Postcards from a Midlife Elsewhere
A new bi-weekly series on what it means to belong somewhere else, again and again.
Every heroine’s journey includes a threshold moment — a step beyond the familiar into the unknown. Sometimes that threshold is internal. Sometimes, it’s a new city, a winding road, an unexpected sky. Starting today, I’ll share postcards from Midlife Elsewhere every other week. These posts are glimpses into real journeys that mirror the emotional adventures we all take. Think of these as little doorways into reinvention, wonder, and homecoming. Our adventures aren’t just metaphors. They're maps.

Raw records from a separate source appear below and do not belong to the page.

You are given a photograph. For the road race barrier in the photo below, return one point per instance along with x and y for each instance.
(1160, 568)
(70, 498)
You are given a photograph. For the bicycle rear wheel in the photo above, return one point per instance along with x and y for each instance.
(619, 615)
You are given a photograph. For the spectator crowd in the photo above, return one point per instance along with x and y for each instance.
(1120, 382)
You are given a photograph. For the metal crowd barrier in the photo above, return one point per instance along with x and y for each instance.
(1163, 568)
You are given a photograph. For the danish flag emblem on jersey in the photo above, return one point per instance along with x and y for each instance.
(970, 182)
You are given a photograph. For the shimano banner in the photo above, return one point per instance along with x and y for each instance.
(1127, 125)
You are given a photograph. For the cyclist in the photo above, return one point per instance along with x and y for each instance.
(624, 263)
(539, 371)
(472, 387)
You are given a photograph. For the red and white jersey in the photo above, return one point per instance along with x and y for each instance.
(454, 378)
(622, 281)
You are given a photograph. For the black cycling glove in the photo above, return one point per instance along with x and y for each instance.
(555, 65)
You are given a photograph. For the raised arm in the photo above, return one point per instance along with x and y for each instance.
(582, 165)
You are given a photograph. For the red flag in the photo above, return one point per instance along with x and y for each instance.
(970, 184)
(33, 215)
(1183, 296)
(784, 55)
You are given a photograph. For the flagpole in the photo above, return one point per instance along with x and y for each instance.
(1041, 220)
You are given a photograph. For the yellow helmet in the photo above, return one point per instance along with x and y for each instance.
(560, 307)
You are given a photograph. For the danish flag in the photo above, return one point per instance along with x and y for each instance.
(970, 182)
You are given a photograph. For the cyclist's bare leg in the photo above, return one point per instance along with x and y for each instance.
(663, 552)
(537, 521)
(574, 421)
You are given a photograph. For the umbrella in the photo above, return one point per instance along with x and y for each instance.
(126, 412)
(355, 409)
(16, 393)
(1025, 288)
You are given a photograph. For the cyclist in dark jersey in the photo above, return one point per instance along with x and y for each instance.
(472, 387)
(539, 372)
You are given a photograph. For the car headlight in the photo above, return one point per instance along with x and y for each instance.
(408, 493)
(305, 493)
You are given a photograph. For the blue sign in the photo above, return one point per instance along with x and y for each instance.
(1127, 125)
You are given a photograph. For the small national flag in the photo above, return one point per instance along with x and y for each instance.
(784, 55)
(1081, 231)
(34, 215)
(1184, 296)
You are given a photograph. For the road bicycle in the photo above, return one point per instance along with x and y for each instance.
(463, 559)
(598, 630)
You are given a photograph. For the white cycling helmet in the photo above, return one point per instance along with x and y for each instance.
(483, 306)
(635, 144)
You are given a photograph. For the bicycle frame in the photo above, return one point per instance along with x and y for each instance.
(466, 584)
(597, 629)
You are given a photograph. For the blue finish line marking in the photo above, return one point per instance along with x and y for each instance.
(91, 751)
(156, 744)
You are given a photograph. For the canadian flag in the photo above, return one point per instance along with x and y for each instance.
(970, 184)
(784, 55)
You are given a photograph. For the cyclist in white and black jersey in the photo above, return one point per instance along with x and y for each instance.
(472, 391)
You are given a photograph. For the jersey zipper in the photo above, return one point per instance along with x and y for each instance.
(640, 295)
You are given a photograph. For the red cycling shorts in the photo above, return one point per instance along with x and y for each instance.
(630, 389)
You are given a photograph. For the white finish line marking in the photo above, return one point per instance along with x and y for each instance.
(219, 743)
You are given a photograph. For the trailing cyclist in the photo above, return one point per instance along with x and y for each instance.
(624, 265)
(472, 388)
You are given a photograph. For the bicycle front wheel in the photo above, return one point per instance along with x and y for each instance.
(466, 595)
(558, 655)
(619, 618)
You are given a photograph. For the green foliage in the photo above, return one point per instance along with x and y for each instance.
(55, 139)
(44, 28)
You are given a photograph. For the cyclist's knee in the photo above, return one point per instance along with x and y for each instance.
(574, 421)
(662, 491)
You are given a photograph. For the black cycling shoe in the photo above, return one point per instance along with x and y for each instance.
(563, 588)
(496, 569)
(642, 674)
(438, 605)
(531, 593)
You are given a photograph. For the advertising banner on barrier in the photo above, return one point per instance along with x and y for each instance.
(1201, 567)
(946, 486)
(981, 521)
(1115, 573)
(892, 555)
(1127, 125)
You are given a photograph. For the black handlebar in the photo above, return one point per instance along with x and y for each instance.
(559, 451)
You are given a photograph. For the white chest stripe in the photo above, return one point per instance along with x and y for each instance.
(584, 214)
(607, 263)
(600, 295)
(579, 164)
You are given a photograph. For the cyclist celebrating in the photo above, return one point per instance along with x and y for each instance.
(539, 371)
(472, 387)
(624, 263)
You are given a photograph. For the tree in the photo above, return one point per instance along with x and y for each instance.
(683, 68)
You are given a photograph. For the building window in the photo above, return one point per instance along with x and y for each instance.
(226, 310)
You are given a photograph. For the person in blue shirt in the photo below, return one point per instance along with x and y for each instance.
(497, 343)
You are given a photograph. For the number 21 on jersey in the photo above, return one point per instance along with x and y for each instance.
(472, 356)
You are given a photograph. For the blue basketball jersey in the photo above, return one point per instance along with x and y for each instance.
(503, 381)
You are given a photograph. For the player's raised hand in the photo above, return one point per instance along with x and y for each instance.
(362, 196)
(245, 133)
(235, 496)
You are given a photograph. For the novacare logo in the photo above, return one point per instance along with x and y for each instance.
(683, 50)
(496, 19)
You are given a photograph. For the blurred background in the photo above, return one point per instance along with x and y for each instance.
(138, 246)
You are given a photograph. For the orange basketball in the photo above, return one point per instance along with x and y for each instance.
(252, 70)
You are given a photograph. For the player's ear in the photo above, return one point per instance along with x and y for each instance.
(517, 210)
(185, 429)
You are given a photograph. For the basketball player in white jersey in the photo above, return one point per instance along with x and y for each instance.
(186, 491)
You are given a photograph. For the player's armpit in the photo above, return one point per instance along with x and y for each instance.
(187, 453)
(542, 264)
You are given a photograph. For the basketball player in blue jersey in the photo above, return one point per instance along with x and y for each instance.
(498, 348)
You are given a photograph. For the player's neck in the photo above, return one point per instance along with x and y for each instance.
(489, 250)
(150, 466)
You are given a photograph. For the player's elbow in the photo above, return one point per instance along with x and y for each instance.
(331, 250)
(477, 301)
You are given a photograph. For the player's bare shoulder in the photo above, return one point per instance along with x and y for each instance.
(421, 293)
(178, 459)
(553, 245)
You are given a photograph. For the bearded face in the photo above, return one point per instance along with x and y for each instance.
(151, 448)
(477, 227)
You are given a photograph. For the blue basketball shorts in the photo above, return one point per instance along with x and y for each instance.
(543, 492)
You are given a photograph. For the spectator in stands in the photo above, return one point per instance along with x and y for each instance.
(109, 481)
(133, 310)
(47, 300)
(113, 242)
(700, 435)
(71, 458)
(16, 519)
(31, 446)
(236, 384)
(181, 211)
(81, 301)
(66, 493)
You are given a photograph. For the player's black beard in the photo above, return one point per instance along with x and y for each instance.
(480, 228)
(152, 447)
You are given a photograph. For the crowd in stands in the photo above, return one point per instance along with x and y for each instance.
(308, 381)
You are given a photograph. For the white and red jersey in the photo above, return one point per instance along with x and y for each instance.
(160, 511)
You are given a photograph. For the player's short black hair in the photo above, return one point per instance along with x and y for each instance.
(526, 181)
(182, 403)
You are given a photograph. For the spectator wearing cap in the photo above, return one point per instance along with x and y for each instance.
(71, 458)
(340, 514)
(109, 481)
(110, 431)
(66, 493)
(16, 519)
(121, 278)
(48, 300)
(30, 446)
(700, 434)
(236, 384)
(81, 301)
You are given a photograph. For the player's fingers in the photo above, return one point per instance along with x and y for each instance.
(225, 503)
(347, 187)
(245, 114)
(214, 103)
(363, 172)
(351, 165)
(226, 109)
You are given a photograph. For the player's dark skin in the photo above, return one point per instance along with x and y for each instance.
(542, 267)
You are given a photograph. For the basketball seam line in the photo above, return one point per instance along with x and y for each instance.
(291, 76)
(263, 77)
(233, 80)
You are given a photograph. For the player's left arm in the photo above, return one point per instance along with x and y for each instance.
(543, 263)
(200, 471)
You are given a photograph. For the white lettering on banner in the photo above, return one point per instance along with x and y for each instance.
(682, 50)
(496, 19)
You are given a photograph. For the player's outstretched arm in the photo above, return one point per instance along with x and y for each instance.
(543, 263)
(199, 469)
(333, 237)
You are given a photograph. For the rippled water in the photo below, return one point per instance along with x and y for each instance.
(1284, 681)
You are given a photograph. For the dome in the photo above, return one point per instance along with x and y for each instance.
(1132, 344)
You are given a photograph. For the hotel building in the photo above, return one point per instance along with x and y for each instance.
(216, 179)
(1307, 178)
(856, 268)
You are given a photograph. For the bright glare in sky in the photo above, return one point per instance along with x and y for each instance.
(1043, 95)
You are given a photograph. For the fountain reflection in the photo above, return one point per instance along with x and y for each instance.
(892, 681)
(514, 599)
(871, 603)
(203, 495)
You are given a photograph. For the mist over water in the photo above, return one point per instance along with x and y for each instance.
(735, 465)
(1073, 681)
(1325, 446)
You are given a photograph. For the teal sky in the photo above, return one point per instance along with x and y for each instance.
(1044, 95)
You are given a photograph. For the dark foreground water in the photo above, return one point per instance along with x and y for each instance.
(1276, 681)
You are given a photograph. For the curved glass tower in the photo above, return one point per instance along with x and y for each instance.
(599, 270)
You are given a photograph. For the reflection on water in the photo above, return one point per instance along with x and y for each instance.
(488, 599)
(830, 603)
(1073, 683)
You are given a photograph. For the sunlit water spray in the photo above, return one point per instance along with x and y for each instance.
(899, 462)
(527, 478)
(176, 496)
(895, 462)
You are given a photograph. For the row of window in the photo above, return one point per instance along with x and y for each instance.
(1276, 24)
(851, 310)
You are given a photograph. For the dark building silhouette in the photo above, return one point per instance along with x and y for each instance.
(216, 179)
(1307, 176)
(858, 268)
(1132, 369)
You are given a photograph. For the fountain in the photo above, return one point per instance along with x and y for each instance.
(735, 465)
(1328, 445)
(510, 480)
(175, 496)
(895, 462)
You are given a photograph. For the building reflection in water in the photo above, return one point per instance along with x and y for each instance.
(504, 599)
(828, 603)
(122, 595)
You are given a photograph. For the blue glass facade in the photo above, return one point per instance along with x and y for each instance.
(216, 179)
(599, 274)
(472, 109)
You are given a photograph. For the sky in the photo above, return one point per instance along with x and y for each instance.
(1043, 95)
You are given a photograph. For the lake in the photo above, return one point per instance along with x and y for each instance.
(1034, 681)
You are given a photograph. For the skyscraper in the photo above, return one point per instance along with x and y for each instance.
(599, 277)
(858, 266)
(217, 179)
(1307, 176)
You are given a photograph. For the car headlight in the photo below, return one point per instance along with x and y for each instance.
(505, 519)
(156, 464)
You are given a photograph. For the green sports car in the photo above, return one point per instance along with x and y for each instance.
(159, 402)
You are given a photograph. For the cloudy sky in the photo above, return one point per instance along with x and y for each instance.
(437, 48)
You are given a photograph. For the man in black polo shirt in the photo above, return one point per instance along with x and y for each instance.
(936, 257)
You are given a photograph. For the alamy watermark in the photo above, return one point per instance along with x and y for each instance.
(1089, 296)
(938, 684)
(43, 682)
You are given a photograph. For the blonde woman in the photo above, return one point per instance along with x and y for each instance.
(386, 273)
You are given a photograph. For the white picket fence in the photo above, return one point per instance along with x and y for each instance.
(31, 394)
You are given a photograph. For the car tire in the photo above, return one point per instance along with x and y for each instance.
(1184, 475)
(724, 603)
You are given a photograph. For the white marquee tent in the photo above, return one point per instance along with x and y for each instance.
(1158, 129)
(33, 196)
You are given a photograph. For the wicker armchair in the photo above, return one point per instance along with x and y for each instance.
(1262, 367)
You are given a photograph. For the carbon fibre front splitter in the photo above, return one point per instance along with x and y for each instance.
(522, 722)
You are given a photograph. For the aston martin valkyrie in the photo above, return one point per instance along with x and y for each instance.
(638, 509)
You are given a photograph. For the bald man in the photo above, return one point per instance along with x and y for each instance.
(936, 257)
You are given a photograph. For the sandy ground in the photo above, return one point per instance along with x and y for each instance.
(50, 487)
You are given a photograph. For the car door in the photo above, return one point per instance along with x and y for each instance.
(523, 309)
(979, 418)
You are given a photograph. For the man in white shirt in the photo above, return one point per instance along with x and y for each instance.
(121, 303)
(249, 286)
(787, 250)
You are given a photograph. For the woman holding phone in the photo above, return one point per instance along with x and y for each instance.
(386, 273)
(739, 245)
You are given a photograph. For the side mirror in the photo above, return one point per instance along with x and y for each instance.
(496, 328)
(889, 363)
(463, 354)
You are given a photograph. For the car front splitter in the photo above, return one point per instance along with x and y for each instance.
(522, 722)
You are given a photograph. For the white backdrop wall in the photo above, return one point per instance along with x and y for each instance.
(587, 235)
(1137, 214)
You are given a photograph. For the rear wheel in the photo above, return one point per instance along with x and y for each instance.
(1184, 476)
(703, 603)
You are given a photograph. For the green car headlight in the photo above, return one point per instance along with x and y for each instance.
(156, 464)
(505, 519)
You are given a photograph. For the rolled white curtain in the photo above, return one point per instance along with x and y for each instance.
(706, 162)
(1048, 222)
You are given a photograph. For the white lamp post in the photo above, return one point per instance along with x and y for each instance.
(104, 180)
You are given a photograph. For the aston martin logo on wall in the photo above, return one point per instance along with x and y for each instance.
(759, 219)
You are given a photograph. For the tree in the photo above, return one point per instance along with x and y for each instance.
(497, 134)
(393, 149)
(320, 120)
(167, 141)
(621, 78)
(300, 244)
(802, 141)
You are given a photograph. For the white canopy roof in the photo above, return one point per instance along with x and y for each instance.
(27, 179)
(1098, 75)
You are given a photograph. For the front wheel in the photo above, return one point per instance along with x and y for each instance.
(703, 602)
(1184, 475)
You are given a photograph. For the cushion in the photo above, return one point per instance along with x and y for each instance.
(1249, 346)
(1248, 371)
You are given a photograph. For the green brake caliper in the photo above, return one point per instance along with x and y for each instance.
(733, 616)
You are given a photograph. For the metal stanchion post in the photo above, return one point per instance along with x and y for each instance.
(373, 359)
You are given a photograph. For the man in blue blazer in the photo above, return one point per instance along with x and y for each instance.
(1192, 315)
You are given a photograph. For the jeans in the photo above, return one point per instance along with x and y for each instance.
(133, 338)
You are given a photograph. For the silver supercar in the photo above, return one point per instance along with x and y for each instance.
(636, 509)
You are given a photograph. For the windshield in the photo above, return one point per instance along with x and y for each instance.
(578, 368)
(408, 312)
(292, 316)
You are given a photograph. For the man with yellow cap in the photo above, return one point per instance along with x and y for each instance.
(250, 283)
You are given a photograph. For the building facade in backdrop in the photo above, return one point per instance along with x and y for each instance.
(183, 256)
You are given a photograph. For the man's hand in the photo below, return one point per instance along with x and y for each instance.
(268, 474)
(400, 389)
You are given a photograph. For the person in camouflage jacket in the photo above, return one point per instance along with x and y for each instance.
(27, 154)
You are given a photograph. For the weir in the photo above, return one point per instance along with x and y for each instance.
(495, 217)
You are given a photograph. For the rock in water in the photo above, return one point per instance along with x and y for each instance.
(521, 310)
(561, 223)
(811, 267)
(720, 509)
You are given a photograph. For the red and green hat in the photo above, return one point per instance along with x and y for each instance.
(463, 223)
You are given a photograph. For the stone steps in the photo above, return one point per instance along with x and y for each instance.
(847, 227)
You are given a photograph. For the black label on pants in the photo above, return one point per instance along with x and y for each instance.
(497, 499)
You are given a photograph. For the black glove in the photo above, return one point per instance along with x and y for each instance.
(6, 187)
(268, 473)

In Dundee, Scotland, there’s a new teal green door with a gold post slot in the center. It's always covered by a wash of cobwebs (spiders are active in this part of the world), and the green paint has already chipped off the kick-plate at the bottom. But it’s mine. Just mine (ours). And it’s the first front door in over ten years that I’ve been able to say that about.
Before this door, there were frustrating sets of heavy keys that never seemed to fit the lock we were trying to open. There was a collection of key cards loose and forgotten at the bottom of my handbag, some covered in shouty logos and smiling faces, some bare and sad with only a number printed from a label maker. There were air mattresses on the floors of places we had borrowed, or were trying to sell. There were rental homes with someone else’s artwork still hanging on the walls. There were "guest stays" with family and friends who appeared as dots on the map of the routes we passed through. There were goodbyes I didn’t get to grieve because I'd never fully arrived.
My Dad calls it "itchy feet." It's the urge you get when you need to "move on." Not necessarily from a job, a relationship, or a situation, but just a physical "moving on," a geographic leap. And although he (and as a result, us) made giant geographical leaps in his past (including a 3,400-mile leap from England to New Jersey), the itchy feet leap doesn't have to be major. It could be a more modest leap: a new house or state.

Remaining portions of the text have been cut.